La vista de Gema se acostumbró a la luz y trató de descifrar el rostro de aquella persona. ¡Se trataba del hombre del collar! Su mandíbula ancha, cabello negro extremadamente lacio y ese peinado tan prolijo… ¡Estaba segura que era él!

Se encontraba tan nerviosa que sus labios temblaban y ya no sentía los nudillos por lo fuerte que sus pequeñas manos apretujaban la mochila.

—No es asunto tuyo, viejito. —Uno de los asaltantes la tomó por la cintura y ella de nuevo cerró los ojos aterrada, rogando por ayuda en sus pensamientos al bendito San Pedro.

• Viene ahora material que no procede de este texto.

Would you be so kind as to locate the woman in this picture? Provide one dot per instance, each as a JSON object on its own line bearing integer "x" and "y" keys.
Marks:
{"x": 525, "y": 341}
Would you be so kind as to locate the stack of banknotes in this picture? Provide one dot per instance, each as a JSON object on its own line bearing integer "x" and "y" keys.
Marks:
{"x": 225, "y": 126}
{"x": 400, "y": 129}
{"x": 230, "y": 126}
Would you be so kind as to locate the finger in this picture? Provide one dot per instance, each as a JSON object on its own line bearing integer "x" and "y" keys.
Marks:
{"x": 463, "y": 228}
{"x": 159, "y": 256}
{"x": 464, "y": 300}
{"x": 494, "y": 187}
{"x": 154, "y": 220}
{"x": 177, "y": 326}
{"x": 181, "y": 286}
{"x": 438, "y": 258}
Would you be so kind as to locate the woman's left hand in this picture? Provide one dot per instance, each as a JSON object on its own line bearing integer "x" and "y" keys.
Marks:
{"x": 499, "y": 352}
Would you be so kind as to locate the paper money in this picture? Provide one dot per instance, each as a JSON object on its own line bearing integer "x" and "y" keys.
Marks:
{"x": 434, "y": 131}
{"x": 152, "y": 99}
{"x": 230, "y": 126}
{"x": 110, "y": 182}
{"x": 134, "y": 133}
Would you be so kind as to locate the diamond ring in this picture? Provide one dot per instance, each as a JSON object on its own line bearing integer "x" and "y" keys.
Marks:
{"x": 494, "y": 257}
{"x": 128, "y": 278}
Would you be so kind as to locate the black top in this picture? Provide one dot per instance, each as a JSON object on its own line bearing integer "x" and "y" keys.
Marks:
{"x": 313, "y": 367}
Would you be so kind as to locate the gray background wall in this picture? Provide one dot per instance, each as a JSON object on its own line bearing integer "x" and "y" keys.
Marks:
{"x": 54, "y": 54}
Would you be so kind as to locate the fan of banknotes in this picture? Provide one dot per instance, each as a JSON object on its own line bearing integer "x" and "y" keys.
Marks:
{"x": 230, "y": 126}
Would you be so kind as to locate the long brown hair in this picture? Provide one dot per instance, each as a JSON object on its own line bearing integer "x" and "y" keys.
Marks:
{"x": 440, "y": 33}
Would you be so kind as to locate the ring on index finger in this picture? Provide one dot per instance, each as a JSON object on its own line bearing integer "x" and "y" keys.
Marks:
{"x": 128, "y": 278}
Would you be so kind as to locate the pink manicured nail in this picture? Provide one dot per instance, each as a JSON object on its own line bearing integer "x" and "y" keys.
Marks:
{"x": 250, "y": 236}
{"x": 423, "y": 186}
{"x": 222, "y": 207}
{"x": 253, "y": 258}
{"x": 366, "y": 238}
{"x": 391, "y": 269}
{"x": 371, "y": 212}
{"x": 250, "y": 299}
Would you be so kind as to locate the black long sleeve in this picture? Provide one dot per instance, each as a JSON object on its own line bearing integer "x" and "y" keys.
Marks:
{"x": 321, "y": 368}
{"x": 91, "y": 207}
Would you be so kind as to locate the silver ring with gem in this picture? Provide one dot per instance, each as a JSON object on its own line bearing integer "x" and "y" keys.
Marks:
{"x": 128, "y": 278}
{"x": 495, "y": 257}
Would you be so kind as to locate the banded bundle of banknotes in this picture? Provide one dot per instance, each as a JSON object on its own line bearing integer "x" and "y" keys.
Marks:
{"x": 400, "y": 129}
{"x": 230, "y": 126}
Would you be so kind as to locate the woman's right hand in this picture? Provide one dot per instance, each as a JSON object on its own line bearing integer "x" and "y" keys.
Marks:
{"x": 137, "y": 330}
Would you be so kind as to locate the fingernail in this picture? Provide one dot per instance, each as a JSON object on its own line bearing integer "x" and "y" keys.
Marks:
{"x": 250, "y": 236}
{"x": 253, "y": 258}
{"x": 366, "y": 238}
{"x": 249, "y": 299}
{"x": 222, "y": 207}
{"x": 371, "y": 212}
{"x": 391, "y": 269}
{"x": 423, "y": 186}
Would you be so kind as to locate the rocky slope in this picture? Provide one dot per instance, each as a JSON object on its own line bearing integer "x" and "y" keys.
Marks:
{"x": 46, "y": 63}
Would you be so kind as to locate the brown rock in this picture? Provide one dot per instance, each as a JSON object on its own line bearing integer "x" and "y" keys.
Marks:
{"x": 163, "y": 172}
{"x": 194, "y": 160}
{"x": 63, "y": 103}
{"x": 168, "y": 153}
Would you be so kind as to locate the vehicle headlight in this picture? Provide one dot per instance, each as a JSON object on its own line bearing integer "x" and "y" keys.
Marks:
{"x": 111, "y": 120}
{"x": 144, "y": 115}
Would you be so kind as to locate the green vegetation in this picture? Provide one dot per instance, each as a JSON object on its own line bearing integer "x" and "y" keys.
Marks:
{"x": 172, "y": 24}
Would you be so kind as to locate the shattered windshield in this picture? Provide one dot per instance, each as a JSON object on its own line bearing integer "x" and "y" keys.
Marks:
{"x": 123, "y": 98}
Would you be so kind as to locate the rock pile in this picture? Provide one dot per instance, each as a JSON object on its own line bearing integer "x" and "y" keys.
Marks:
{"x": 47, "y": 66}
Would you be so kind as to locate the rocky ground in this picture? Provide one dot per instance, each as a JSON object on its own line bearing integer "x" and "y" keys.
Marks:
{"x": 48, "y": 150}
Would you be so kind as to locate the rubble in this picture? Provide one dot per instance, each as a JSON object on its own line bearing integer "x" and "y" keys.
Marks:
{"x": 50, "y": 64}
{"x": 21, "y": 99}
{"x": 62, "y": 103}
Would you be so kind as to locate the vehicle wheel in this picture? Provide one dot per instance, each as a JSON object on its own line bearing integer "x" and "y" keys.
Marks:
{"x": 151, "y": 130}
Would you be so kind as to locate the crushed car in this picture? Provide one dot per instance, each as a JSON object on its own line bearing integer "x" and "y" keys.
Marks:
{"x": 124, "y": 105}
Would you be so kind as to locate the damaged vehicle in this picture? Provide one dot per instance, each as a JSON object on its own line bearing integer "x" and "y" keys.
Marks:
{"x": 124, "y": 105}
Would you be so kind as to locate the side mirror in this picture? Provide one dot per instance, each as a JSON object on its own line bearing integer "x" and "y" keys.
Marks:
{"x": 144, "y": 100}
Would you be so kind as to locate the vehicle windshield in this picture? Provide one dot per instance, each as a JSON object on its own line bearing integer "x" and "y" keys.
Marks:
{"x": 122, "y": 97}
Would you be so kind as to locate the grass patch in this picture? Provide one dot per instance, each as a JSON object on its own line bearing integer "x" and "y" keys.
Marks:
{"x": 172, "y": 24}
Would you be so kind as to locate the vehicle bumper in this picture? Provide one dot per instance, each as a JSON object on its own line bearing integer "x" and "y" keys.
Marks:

El olor fuerte a cigarrillo que tenían impregnado en la ropa le produjo náuseas.

—Suéltala ahora o verás un jodido hoyo en la frente de tu compañero de juegos. —El hombre tomó al ladrón por el cuello y lo inmovilizó con agilidad.

Los amenazó con una pistola a ambos y de inmediato los ladrones se fueron corriendo hacia una calle oscura, tropezaban con sus pies por la prisa que llevaban.

Gema se giró hacia el hombre, con una expresión de gratitud en el rostro. La había salvado de esos tipos, se merecía que le diera las gracias por el bondadoso gesto que había tenido con ella.

—Muchas gracias, señor, me ha... —Se detuvo cuando él soltó una carcajada burlona. Frunció el ceño—. ¿Señor?

—Súbete al auto. —Guardó la pistola en su bolsillo y la observó como si estuviera a punto de agredirla.

—¿Cómo dice? —Gema dio dos pasos hacia atrás, escuchando su propia voz temblorosa.

—¡Qué te subas! —El hombre gritó con fuerza, el vozarrón que tenía invadió la calle.

Ella dio un respingo y sollozó nerviosa. Miraba como una mema la silueta y rostro de nada más y nada menos que del traidor James de Luca, solo que ella no sabía quién era, pero sí recordaba su rostro y lo que hacía ese día en el restaurante junto a la clienta molesta. Dudó varias veces en hacer lo que le pedía, pero al ver que se rascaba la cabeza con el arma corrió hacia el auto y entró sin más remedio. Por culpa de su insana curiosidad se hallaba en problemas y no estaba segura si iba a salir bien librada de ellos.